Altermatt était en compagnie de deux collègues, et ils avaient une heure pour examiner l’appartement avant que Gabrielle Blanche ne rentre du travail. Il avait hésité à
clore le dossier, juste après son entretien avec la jeune femme. Mais il imaginait déjà
la gueule de son chef s’il ne prenait pas toutes les mesures en son pouvoir pour aller
au fond des choses. Il avait donc organisé une fouille à domicile, et le voici, le lendemain après-midi, planté dans l’espace privé d’une femme sans histoires, à chercher
une raison de mettre le dossier sur liste rouge. Il laissa l’un de ses collègues dans le
salon, envoya l’autre fouiller la cuisine, puis se dirigea lui-même vers la chambre de
mademoiselle Blanche.
Il y trouva le même parquet ciré et les mêmes murs blancs. Au centre de la pièce trônait un grand lit en bois clair, recouvert d’une couette écrue proprement tirée sur une
paire d’oreillers. Au pied du lit était installé un coffre en bois de type oriental et un
tapis coloré réchauffait la pièce. Le coffre contenait une tenue de nuit, une bouillotte
et un plaid en laine synthétique, le même que le sien, nota-t-il, mais en gris clair.

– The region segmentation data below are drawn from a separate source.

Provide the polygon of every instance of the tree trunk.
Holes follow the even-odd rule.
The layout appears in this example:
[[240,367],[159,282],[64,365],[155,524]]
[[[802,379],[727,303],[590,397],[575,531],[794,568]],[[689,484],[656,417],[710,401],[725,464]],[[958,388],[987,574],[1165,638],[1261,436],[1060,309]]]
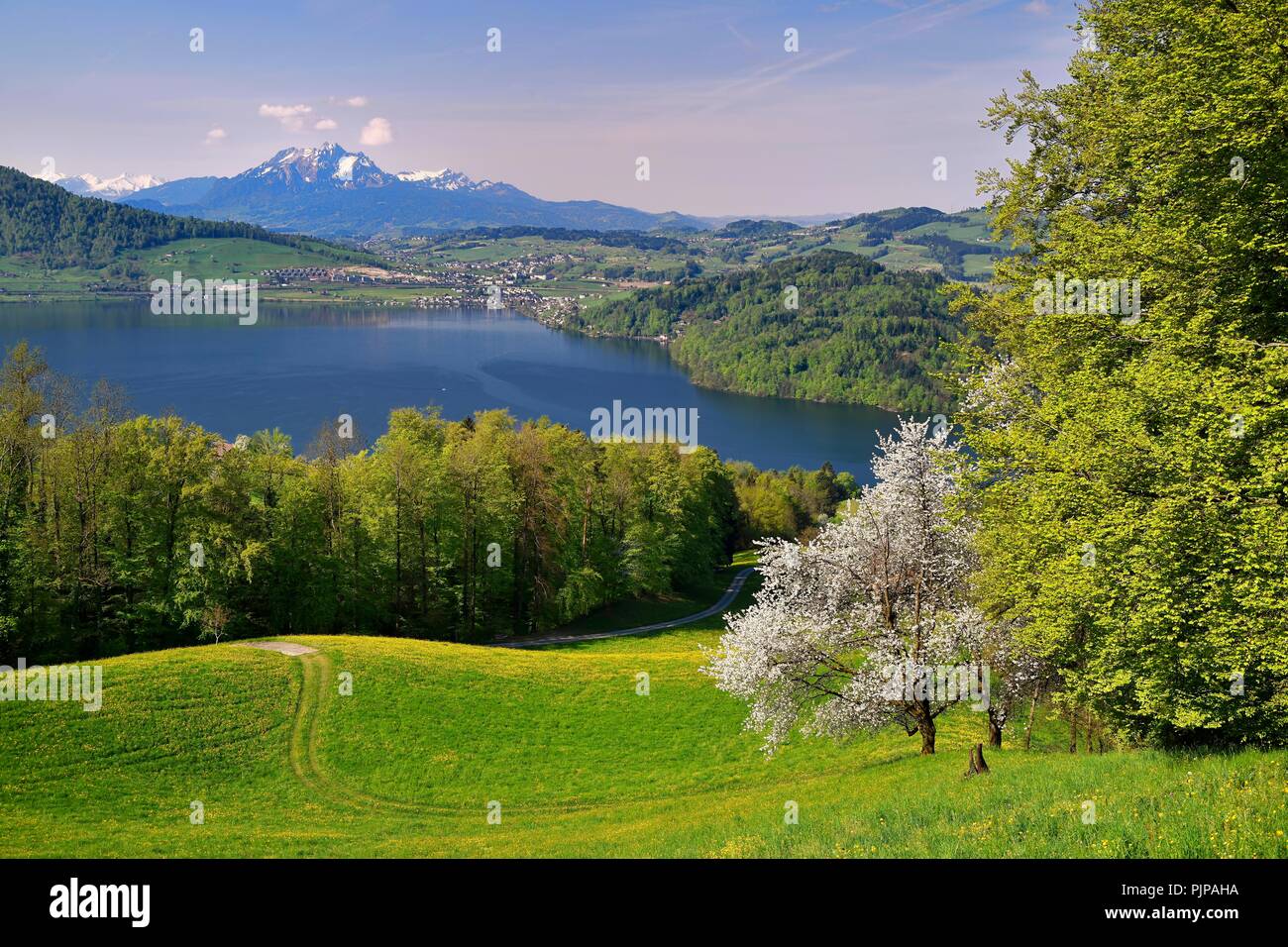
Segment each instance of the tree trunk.
[[1032,743],[1033,743],[1033,715],[1038,710],[1038,693],[1041,693],[1041,691],[1042,691],[1042,688],[1039,688],[1039,687],[1033,688],[1033,701],[1029,703],[1029,723],[1024,728],[1024,749],[1025,750],[1028,750],[1029,746],[1032,746]]
[[935,752],[935,718],[930,715],[930,705],[918,705],[920,718],[917,722],[917,729],[921,731],[921,755],[933,756]]
[[970,760],[966,764],[965,776],[983,776],[988,772],[988,763],[984,761],[984,745],[975,743],[970,749]]

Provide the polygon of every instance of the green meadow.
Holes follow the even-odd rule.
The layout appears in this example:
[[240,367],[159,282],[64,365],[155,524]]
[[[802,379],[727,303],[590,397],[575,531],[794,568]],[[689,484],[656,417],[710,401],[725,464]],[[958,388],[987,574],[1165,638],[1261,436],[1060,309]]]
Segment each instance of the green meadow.
[[1070,755],[1039,713],[1032,750],[1009,734],[966,778],[962,709],[933,758],[884,732],[766,759],[698,670],[720,626],[111,658],[98,713],[0,703],[0,857],[1288,854],[1284,751]]

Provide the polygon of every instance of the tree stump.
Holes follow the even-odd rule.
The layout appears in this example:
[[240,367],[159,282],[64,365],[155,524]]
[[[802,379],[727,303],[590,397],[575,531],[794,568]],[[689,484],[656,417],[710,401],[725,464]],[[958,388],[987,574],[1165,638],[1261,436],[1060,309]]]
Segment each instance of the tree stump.
[[975,743],[970,749],[970,765],[963,776],[981,776],[988,772],[988,763],[984,761],[984,745]]

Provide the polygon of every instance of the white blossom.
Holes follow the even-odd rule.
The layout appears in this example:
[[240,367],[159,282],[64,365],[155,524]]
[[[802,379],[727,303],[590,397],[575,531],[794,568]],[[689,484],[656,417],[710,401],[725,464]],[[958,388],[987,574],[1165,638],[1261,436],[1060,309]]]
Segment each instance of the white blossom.
[[891,722],[922,733],[947,702],[891,696],[896,667],[925,675],[966,655],[971,527],[951,515],[962,456],[942,430],[903,420],[873,457],[858,510],[804,545],[759,542],[764,584],[726,620],[703,670],[750,703],[748,729],[773,752],[791,733],[845,737]]

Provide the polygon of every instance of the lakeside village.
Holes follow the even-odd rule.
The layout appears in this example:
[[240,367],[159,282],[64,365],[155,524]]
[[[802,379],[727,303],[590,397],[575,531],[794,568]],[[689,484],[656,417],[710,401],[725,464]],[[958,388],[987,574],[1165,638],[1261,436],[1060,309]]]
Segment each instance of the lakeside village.
[[[379,300],[381,305],[431,308],[520,309],[541,322],[562,326],[577,311],[577,300],[591,292],[578,290],[541,291],[535,283],[549,277],[537,272],[540,262],[501,260],[488,263],[450,263],[431,273],[384,271],[375,267],[295,267],[260,271],[261,289],[303,289],[321,299],[343,296],[349,287],[370,290],[424,287],[424,295],[399,294]],[[613,286],[604,285],[604,290]],[[365,299],[366,301],[376,301]]]

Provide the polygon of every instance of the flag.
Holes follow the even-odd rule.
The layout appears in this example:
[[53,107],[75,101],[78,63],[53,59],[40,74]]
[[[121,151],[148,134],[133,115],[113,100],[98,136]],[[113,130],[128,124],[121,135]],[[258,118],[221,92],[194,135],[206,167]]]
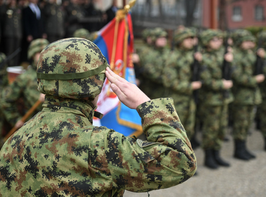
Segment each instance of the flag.
[[[127,13],[121,20],[116,20],[114,18],[104,27],[94,42],[106,58],[112,70],[135,84],[131,60],[133,41],[131,16]],[[106,126],[126,136],[140,135],[142,127],[138,112],[119,101],[110,85],[106,79],[97,103],[97,111],[104,116],[100,120],[94,119],[94,125]]]

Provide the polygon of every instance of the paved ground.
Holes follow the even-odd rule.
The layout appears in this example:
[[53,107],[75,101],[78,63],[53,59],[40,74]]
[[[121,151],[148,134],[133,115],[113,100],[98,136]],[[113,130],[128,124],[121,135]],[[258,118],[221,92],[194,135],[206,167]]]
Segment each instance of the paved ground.
[[[255,130],[249,136],[248,147],[257,158],[247,162],[233,157],[233,139],[228,136],[229,141],[224,143],[221,155],[230,167],[216,170],[205,167],[203,151],[198,148],[195,150],[198,175],[175,187],[150,192],[150,197],[266,197],[266,151],[261,133]],[[200,138],[200,133],[198,137]],[[126,191],[124,196],[147,197],[148,194]]]

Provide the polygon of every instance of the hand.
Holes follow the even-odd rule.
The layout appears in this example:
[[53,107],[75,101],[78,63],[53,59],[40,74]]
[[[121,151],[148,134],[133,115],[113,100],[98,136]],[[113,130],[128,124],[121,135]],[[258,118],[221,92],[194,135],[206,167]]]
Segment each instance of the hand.
[[193,81],[191,83],[191,86],[193,90],[199,89],[201,88],[202,83],[200,81]]
[[200,62],[202,61],[202,54],[199,52],[194,54],[194,58]]
[[257,83],[260,83],[265,80],[265,76],[263,74],[260,74],[255,76],[255,78]]
[[111,89],[119,100],[131,109],[136,109],[143,103],[150,99],[137,86],[115,74],[109,67],[106,68],[105,75],[111,83]]
[[15,128],[18,129],[23,126],[25,123],[23,121],[20,120],[16,123],[15,125]]
[[39,96],[39,100],[41,102],[44,102],[44,98],[45,97],[45,95],[41,93]]
[[233,87],[233,81],[231,80],[223,79],[223,84],[225,89],[229,89]]
[[259,57],[262,58],[264,58],[265,57],[265,51],[262,48],[260,48],[258,49],[258,50],[257,51],[257,54],[259,56]]
[[227,53],[224,54],[224,59],[228,62],[231,62],[234,59],[234,56],[231,53]]

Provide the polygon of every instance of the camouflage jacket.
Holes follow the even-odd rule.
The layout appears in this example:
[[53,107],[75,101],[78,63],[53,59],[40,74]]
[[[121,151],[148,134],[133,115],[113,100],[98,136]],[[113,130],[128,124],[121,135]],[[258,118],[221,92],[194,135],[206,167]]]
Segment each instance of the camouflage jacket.
[[171,99],[137,108],[148,141],[91,125],[83,100],[46,96],[0,152],[0,196],[122,196],[181,183],[196,158]]
[[[40,92],[37,89],[36,71],[32,68],[19,75],[11,84],[3,90],[0,100],[0,106],[7,120],[12,126],[22,117],[39,99]],[[19,112],[18,101],[23,98],[25,109]],[[40,106],[35,113],[42,110]]]
[[193,54],[193,50],[175,49],[166,60],[163,81],[173,93],[186,97],[192,95],[191,66],[194,61]]
[[224,56],[220,50],[205,51],[202,54],[200,79],[202,87],[199,90],[199,98],[204,104],[222,105],[232,102],[234,97],[230,89],[228,96],[224,96],[222,82]]
[[232,88],[236,104],[257,105],[262,102],[261,95],[253,75],[256,55],[251,50],[234,49]]

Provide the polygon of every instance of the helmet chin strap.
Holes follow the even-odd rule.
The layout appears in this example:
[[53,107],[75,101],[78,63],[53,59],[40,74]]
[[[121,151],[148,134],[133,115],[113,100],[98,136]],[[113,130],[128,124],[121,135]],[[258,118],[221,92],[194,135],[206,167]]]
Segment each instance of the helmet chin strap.
[[94,111],[94,115],[93,116],[99,118],[99,119],[101,119],[102,118],[102,117],[103,116],[103,114],[99,112]]

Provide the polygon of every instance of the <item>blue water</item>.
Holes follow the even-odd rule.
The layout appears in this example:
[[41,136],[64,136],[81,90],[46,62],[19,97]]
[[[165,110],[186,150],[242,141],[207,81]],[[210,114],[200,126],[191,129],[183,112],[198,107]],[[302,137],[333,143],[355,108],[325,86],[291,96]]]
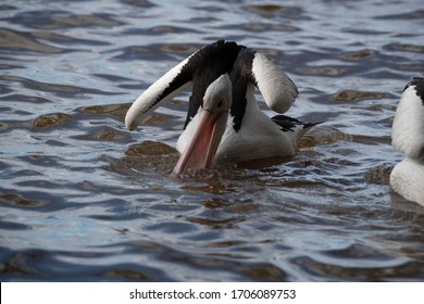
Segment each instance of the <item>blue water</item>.
[[[1,281],[423,281],[424,211],[390,191],[422,1],[0,3]],[[324,122],[296,156],[169,177],[188,92],[130,103],[216,39],[297,84]],[[271,116],[273,113],[263,105]]]

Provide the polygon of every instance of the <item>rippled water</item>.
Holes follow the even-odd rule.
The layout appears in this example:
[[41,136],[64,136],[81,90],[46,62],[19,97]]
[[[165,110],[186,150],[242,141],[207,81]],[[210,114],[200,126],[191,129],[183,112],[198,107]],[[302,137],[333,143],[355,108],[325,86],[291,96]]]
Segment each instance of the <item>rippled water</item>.
[[[388,186],[423,28],[421,0],[2,1],[1,281],[424,280],[423,207]],[[300,91],[288,114],[324,123],[279,163],[172,179],[188,93],[136,132],[125,112],[220,38],[269,54]]]

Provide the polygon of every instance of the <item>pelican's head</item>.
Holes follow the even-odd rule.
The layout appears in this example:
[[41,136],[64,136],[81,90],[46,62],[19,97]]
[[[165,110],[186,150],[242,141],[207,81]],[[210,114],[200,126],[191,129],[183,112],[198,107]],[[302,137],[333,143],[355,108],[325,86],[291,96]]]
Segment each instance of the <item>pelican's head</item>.
[[203,105],[198,115],[188,124],[186,148],[172,175],[178,176],[186,169],[207,168],[225,131],[229,109],[233,103],[232,81],[227,74],[221,75],[205,90]]
[[424,162],[424,78],[415,77],[404,88],[391,128],[396,150]]

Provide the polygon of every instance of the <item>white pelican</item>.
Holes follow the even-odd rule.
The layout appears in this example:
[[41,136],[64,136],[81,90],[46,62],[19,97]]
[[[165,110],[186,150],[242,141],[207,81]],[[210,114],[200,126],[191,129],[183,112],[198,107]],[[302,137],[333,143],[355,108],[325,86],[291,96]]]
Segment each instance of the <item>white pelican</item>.
[[404,160],[390,174],[391,188],[424,206],[424,78],[415,77],[404,88],[391,128],[391,142]]
[[162,103],[192,87],[182,156],[173,176],[226,162],[295,155],[297,140],[314,124],[260,111],[254,88],[277,113],[298,96],[296,85],[264,54],[219,40],[191,54],[151,85],[129,107],[125,125],[134,130]]

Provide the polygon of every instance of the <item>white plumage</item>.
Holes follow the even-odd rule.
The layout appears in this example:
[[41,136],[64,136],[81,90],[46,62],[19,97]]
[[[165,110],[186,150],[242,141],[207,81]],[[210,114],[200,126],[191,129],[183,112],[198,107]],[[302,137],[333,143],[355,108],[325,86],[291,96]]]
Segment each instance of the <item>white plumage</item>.
[[415,77],[403,90],[395,113],[391,140],[406,156],[390,174],[391,188],[424,206],[424,78]]

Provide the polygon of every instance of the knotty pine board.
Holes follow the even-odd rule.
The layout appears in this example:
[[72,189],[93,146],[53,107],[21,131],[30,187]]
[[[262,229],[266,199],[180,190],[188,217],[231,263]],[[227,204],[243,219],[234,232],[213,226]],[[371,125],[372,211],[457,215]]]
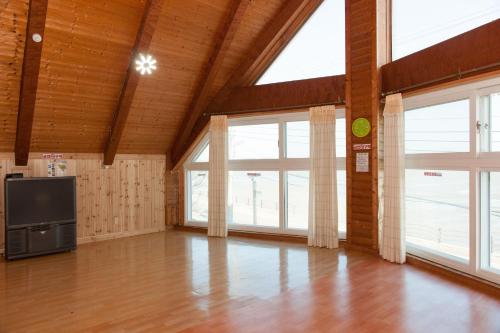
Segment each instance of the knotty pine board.
[[[165,229],[164,156],[118,155],[108,169],[98,154],[64,159],[67,175],[76,176],[79,243]],[[16,167],[13,154],[0,154],[0,249],[4,247],[5,174],[44,177],[48,163],[33,158],[28,166]]]

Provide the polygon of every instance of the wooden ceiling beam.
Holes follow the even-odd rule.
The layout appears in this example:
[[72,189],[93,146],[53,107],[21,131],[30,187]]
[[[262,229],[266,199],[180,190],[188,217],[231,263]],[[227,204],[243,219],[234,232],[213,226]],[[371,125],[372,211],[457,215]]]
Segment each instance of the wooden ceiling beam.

Léo remarqua également un tout petit bureau couleur miel, calé entre l’entrée de la
chambre et la porte de la salle de bains. Seule une petite lampe y était posée, mais les
rayures au pied de la chaise suggéraient un usage régulier. L’unique tiroir du bureau
était pourtant vide. Léo farfouilla le bureau, la chaise et le tiroir dans tous les sens.
Rien. Qui pouvait avoir besoin d’un bureau, à l’heure des lentilles de connexion virtuelle ?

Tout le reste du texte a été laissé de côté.